O papel desses grupos é fundamental para romper a cultura machista instalada no futebol, vez que reforçam que o lugar da mulher é onde ela quiser e sua escolha deve ser respeitada. Tais grupos aumentam a representatividade das mulheres no futebol e legitimam o direito de torcer sem sofrer assédio ou serem incomodadas com questionamentos sobre sua presença no estádio de futebol e até sobre o seu conhecimento sobre o tema. Porém, tais grupos são insipientes, sendo que a luta das mulheres por respeito à dignidade da pessoa humana e igualdade, direitos básicos, ainda é árdua e encontram inúmeros entraves.

Não bastasse a violência em campo sobre a qual temos uma oportunidade única para repensar refletir e transformar, a pandemia evidenciou os inúmeros casos de violência doméstica sofridas por mulheres, seja de forma física, psicológica e – ou – financeira.

Assim, reforço o questionamento, em um futuro próximo, estamos realmente preparados para o retorno do público aos estádios de futebol?

É evidente que, como sociedade, temos muito a evoluir, para que direitos fundamentais, garantidos a todos os seres humanos, notadamente as mulheres, sejam efetivados e respeitados. Nos estádios de futebol, não é diferente. É imperiosa a necessidade de mudança da realidade vivenciada pelas mulheres no cenário do futebol, devendo ser criados mecanismos efetivos de proteção à mulher.

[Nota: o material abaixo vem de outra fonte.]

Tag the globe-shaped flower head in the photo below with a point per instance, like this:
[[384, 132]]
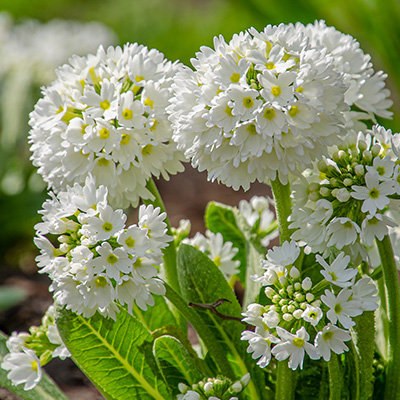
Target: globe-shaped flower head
[[259, 106], [105, 115]]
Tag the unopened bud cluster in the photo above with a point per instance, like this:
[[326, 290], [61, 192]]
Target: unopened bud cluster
[[220, 388], [348, 195]]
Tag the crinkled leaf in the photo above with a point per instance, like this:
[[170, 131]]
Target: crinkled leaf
[[157, 316], [45, 390], [233, 227], [202, 282], [176, 364], [115, 355]]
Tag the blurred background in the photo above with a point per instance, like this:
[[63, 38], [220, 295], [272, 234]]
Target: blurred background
[[38, 35]]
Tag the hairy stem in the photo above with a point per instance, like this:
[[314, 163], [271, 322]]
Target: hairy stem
[[286, 378], [391, 279]]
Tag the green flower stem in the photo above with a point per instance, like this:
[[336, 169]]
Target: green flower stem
[[170, 265], [213, 346], [335, 378], [286, 378], [283, 208], [391, 279]]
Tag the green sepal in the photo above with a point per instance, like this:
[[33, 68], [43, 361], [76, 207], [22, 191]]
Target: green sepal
[[175, 363], [46, 389], [115, 355], [202, 282]]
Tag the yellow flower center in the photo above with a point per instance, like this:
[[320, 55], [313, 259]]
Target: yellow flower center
[[127, 113], [101, 281], [105, 104], [104, 133], [107, 226], [327, 336], [298, 342], [235, 77], [269, 114], [103, 162], [294, 111], [248, 102], [112, 259], [130, 242], [276, 91], [125, 139]]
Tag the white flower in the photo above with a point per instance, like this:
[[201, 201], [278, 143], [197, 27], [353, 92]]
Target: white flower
[[330, 339], [337, 273], [284, 255], [312, 315], [365, 291], [341, 232], [259, 345], [254, 109], [222, 254], [106, 224], [105, 115], [374, 193], [375, 226], [294, 347], [23, 367], [341, 308]]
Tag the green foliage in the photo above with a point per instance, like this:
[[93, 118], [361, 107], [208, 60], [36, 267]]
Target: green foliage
[[10, 296], [116, 356], [202, 282], [176, 364], [45, 390], [231, 224]]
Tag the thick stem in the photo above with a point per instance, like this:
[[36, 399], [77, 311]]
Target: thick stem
[[335, 378], [170, 264], [283, 208], [391, 279], [286, 378]]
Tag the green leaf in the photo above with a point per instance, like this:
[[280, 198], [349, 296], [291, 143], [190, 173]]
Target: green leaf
[[10, 296], [221, 218], [115, 355], [45, 390], [233, 227], [202, 282], [176, 364], [155, 317]]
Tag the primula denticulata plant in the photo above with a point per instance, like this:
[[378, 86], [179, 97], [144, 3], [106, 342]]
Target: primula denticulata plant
[[293, 107]]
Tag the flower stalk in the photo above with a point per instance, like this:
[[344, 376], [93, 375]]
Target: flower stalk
[[391, 279], [285, 382]]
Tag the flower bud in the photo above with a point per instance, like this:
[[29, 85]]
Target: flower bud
[[347, 182], [367, 155], [376, 149], [294, 273], [287, 317], [324, 191], [306, 284], [309, 297], [359, 170], [298, 313], [269, 292]]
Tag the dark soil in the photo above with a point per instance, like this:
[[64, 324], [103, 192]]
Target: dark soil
[[185, 196]]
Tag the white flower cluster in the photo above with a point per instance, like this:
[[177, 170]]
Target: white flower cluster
[[99, 260], [220, 252], [105, 115], [299, 309], [366, 88], [260, 218], [343, 202], [213, 389], [270, 102], [29, 352]]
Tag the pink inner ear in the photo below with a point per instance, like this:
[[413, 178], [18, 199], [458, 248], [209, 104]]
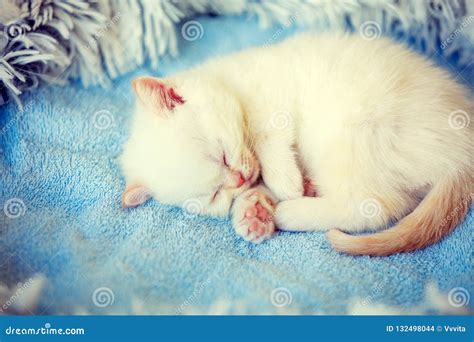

Certamente, para que seja possível o retorno do público aos estádios de futebol, estes deverão ser adequados, a fim de que se respeite os procedimentos de segurança, a fim de conter a disseminação da COVID-19. Aproveitando as mudanças estruturais que deverão ser realizadas, em razão do novo coronavírus, os estádios podem providenciar a instalação de postos de combate à violência à mulher, contando com pessoal especializado para adotar as medidas cabíveis, inclusive posteriores ao crime cometido.

Ademais, os próprios clubes devem criar mecanismos de punição do torcedor agressor, como forma de coibir a prática de crimes. Tais medidas podem variar desde a suspensão de participação dos jogos, até a proibição. Lado outro, devem ser criadas campanhas de conscientização, a fim de evidenciar a violência às mulheres e as formas de combate.

Assim, como resposta ao questionamento feito acima, tenho certeza de que precisamos implementar mudanças substanciais, para que o retorno aos estádios seja seguro para todos, principalmente para as mulheres.